In the last post, we discussed The Bankruptcy Act of 1898 and its new focus on the wellbeing of debtors, rather than solely as a remedy for creditors. Previously, we had discussed the prior bankruptcy policies in America: the bankruptcy acts of 1800, 1841, 1867, and 1898. Let’s use this post to recap some of those policies and put them in context.
The policy passed in 1800 was not the most rash of all those discussed so far. Though the constitution vested power in Congress to legislate “uniform laws on the subject of Bankruptcies,” they waited 10 years to do so, leaving states to create a tapestry of different policies. The federal policy’s preference for creditors was obvious on its face and was a flagrant signal that debtors come second, if not last. Perhaps that makes sense in light of the young independent American economy and America’s dominant concern with “freedom.” Still, American bankruptcy prevented debtors from being jailed.
The following two policies were all more reactionary. The 1841 policy came in reaction to the financial panic of 1837, which though stemmed from many factors, they all can be fairly linked to the lack of a central banking system (perhaps we will go into that development in another post). The 1867 policy came in reaction to the civil war and the resulting economic crisis, though those conditions are both out of scope for this post and hopefully obvious.

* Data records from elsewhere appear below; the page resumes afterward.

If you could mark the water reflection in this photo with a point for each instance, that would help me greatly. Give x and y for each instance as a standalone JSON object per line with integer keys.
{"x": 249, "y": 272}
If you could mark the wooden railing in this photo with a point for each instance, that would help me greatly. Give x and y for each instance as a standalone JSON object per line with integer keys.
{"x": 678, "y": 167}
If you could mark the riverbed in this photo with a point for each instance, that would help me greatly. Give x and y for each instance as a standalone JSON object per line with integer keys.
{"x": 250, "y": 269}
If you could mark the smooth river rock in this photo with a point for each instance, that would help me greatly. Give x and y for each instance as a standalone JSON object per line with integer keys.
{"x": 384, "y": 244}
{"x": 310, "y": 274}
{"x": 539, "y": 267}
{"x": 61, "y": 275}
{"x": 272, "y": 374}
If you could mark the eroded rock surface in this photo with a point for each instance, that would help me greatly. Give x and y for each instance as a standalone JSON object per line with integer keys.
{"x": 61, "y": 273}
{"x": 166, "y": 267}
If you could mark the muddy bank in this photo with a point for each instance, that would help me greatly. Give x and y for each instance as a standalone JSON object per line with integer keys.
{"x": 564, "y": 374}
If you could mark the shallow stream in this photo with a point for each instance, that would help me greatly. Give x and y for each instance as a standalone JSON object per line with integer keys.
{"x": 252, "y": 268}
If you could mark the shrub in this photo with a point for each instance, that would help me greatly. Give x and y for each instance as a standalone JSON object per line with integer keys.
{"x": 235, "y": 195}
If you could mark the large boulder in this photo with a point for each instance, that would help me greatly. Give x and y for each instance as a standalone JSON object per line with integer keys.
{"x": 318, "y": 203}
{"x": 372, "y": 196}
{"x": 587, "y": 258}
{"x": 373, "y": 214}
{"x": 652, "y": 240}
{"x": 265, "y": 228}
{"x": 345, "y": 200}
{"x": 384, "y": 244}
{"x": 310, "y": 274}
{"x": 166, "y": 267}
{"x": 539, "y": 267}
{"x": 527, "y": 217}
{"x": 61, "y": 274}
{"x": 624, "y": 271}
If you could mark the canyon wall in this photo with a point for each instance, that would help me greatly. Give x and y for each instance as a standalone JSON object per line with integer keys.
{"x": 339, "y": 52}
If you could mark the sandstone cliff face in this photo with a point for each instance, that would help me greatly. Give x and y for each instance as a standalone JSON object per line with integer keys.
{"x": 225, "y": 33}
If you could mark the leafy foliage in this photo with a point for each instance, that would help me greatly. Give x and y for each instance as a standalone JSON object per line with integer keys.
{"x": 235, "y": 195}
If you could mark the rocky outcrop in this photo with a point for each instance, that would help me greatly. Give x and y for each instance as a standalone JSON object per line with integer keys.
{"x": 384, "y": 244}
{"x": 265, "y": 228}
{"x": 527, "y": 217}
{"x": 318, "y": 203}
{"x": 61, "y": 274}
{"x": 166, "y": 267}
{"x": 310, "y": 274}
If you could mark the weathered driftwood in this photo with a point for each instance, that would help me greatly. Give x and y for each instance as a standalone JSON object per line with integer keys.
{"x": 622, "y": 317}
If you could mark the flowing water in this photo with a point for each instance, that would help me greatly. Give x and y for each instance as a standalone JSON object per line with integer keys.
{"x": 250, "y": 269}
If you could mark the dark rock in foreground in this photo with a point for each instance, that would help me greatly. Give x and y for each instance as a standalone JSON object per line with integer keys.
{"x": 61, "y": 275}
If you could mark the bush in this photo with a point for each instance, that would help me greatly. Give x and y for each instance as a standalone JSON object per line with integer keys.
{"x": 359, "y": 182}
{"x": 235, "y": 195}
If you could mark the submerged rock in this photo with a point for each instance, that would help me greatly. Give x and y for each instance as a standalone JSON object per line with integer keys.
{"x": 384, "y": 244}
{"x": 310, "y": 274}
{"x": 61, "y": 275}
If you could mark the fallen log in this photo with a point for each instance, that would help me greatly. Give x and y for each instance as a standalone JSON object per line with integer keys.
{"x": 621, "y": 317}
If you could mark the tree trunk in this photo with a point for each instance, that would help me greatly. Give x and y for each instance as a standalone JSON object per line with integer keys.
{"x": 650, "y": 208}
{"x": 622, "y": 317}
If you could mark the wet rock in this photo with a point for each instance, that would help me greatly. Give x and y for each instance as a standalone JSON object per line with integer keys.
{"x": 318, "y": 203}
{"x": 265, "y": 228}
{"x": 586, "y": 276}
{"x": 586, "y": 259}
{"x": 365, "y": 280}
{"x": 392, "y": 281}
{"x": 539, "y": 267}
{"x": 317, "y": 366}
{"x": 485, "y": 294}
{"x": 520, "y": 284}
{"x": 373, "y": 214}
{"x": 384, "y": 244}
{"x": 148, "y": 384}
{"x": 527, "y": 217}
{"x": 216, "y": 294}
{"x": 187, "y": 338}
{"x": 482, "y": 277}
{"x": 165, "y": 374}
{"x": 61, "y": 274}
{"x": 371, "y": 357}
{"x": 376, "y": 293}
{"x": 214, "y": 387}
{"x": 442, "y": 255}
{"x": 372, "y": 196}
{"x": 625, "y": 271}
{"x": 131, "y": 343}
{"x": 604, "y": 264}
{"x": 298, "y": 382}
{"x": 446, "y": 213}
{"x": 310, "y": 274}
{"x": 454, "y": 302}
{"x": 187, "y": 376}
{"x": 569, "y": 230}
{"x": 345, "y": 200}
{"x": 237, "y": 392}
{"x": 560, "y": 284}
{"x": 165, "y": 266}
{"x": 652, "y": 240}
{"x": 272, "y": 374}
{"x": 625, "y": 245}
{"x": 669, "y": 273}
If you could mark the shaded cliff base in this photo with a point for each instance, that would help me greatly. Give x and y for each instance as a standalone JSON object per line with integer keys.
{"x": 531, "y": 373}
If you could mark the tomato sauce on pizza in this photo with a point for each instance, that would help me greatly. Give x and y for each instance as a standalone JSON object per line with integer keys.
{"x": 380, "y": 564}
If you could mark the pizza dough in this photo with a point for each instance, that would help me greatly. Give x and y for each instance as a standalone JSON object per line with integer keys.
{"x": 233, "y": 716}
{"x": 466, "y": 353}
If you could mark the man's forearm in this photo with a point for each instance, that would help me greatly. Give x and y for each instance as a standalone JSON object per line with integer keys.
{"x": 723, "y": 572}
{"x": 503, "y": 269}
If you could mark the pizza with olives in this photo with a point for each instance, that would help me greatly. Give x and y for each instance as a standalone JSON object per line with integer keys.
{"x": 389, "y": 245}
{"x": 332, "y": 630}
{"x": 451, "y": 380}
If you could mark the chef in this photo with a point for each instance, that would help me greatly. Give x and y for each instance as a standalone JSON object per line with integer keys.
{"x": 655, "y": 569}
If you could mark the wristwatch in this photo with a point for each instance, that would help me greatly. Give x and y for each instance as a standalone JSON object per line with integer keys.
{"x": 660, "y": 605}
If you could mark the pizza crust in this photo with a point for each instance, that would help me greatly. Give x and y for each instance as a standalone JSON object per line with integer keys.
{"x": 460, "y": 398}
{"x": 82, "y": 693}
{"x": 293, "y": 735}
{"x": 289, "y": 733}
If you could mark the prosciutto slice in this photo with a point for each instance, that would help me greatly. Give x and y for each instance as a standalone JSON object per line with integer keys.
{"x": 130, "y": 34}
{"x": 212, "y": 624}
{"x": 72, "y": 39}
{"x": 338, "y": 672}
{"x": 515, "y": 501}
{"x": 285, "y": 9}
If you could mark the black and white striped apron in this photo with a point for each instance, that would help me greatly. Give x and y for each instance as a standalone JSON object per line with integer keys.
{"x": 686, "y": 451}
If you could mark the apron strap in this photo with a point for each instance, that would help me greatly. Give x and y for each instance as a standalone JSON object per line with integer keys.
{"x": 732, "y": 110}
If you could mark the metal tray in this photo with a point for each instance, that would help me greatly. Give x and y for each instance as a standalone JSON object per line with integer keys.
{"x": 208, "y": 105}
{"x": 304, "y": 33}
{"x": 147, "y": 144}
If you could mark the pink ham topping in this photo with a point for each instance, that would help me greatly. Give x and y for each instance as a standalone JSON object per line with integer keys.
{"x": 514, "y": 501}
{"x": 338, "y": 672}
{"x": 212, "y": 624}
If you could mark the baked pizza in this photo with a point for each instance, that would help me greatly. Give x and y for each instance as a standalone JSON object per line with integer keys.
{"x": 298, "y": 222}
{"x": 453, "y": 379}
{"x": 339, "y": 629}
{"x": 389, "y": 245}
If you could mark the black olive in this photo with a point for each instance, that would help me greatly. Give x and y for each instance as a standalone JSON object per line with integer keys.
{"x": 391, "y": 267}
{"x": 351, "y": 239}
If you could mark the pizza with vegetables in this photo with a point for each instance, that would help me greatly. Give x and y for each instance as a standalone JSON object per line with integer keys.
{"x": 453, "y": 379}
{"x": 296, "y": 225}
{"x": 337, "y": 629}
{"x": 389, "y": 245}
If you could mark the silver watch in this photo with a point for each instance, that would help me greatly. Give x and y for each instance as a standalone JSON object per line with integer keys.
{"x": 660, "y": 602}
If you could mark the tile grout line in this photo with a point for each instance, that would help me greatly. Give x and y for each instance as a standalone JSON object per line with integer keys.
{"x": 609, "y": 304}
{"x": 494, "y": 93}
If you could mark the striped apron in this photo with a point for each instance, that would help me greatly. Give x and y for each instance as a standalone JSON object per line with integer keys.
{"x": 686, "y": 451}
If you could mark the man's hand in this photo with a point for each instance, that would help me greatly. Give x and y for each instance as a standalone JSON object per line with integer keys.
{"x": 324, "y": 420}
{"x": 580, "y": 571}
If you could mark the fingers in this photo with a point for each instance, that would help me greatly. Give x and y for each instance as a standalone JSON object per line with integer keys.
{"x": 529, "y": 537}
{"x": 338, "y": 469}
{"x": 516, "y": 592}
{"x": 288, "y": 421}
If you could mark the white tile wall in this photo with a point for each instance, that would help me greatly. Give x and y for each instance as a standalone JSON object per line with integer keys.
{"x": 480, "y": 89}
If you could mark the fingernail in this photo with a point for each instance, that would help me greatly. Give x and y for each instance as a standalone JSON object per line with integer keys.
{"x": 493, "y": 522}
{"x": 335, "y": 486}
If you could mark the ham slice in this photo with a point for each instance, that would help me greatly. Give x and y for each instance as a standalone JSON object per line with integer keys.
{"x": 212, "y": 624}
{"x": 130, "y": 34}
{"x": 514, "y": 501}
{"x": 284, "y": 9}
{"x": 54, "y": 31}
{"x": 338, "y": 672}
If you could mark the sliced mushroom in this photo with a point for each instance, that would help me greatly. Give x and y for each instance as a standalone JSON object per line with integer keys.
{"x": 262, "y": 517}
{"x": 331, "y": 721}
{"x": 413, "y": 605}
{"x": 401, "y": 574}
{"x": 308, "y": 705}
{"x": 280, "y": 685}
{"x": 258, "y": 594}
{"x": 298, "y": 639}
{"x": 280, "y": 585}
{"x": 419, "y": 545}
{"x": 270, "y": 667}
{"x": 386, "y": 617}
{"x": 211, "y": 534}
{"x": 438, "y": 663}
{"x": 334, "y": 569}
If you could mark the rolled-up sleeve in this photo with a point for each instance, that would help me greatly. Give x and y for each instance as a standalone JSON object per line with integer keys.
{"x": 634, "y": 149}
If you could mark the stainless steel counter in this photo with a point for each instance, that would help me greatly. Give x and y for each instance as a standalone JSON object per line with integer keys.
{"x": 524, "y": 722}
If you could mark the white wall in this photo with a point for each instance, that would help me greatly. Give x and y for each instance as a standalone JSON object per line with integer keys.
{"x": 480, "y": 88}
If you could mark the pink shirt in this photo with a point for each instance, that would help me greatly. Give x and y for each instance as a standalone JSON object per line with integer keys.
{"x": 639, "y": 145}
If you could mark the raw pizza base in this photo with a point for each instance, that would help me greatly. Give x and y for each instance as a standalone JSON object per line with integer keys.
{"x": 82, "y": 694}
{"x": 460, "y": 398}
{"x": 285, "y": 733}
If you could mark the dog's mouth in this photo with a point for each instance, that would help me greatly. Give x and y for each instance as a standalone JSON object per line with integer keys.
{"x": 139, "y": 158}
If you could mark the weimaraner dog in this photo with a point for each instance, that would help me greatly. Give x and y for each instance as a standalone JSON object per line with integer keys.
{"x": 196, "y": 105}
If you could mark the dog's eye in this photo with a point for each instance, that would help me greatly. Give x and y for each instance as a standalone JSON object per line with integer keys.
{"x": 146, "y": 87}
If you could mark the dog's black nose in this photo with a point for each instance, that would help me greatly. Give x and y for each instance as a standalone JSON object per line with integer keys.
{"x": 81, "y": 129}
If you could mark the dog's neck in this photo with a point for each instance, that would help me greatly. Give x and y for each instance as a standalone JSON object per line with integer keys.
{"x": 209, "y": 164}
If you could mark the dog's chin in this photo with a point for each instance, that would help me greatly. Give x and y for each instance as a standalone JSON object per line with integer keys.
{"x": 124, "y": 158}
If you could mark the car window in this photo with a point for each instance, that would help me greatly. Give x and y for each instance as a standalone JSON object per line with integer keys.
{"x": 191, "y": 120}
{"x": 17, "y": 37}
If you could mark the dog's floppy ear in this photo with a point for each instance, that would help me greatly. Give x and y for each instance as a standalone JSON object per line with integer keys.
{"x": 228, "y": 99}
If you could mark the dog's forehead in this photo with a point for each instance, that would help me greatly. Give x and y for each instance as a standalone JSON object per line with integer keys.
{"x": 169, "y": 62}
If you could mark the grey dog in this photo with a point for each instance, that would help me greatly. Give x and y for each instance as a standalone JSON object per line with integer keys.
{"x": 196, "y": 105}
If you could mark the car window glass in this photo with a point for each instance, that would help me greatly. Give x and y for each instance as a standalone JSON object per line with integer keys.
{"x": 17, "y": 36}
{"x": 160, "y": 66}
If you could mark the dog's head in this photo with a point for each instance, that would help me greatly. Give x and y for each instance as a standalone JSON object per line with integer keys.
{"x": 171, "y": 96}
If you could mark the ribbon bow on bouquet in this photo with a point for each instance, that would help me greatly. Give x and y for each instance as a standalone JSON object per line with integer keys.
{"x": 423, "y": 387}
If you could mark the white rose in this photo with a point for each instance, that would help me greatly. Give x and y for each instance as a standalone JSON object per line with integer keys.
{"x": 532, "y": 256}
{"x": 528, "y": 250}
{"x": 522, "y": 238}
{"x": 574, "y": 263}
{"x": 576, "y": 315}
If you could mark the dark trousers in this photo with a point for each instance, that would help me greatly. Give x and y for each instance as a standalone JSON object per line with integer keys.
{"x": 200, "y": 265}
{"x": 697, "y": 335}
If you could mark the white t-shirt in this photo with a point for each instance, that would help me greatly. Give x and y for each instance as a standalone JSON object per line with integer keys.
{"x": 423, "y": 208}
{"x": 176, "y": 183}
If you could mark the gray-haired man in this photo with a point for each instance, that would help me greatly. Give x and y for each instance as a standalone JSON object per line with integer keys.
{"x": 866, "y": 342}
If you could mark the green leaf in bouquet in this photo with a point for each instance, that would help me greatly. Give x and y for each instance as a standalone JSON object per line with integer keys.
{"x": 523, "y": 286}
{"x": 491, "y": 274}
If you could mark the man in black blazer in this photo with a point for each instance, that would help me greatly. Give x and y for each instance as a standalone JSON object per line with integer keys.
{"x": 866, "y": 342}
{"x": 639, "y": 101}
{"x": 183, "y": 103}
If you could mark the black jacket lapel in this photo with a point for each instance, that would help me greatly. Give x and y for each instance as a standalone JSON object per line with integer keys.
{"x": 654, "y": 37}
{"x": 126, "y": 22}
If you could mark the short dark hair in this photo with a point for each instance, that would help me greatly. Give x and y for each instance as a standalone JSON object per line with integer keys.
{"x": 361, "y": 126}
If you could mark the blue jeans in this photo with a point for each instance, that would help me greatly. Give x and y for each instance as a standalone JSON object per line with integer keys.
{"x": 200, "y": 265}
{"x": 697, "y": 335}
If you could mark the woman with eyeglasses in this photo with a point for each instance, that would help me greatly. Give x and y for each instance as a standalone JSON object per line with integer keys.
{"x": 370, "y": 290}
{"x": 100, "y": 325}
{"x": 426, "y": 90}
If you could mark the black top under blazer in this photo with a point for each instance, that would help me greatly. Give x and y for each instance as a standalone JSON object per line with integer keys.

Finally, the Bankruptcy Act of 1898 had a more well-conceived and authorial quality, due to its composer Senator Knute Nelson, who (fun fact coming in hot) was elected Minnesota Congressman, Senator, and Governor over the course of his political career. Though his rationale is not explicitly stated, the Nelson Act established the idea of debtor creditor relations, and was a well-conceived piece of legislation that smoothed out the happenings between them.